TransformerLayer MLP parameters are not being set during model initialization
Describe the bug
Fix is implemented here: https://github.com/NVIDIA/NeMo/pull/8845
Transformer layer MLP always uses default values for bias, activation, and normalization if model.mcore_gpt=False, model.transformer_engine=True, model.megatron_amp_O2=True.
Steps/Code to reproduce bug
Add the following lines to NeMo/examples/nlp/language_modeling/megatron_gpt_pretraining.py after model initialization:
logging.warning(f"DEBUG: layernorm_mlp.activation={model.model.module.language_model.encoder.layers._modules['0'].layernorm_mlp.activation}")
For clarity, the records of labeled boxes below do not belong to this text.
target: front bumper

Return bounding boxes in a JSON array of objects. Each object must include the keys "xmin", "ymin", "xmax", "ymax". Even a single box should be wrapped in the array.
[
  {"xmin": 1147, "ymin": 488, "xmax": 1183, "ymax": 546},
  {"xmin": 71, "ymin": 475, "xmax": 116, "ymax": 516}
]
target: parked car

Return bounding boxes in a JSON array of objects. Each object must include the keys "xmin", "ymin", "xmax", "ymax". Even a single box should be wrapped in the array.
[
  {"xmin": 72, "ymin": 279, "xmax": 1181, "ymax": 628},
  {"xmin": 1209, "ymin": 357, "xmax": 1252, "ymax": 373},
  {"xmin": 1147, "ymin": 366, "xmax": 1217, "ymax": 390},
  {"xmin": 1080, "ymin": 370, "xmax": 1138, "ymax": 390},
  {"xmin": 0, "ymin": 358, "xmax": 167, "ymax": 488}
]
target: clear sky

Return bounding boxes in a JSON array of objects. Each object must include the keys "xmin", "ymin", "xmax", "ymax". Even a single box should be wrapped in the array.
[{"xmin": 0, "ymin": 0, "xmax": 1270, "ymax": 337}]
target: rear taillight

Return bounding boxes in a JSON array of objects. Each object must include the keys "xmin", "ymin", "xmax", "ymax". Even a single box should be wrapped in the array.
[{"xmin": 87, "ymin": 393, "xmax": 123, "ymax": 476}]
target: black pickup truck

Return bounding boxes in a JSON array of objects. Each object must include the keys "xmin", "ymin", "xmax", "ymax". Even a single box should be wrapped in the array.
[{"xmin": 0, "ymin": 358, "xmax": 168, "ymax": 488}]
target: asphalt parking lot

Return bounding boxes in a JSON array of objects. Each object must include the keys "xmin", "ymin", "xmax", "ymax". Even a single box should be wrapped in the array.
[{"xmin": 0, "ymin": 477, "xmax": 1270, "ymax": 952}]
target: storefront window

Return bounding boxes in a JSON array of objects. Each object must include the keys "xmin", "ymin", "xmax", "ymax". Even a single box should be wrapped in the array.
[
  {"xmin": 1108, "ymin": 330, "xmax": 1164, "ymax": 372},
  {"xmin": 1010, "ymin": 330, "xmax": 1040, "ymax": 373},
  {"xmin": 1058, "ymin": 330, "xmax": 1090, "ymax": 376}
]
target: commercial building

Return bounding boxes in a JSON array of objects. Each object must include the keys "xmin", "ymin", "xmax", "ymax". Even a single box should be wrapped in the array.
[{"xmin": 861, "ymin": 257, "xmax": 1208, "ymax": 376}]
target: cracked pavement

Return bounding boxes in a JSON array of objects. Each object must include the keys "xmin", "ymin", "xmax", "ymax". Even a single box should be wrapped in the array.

logging.warning(f"DEBUG: layernorm_mlp.use_bias={model.model.module.language_model.encoder.layers._modules['0'].layernorm_mlp.use_bias}")
logging.warning(f"DEBUG: layernorm_mlp.normalization={model.model.module.language_model.encoder.layers._modules['0'].layernorm_mlp.normalization}")
logging.warning(f"DEBUG: layernorm_mlp.layernorm_mlp.fc1_weight.shape={model.model.module.language_model.encoder.layers._modules['0'].layernorm_mlp.fc1_weight.shape}")
logging.warning(f"DEBUG: layernorm_mlp.layernorm_mlp.fc2_weight.shape={model.model.module.language_model.encoder.layers._modules['0'].layernorm_mlp.fc2_weight.shape}")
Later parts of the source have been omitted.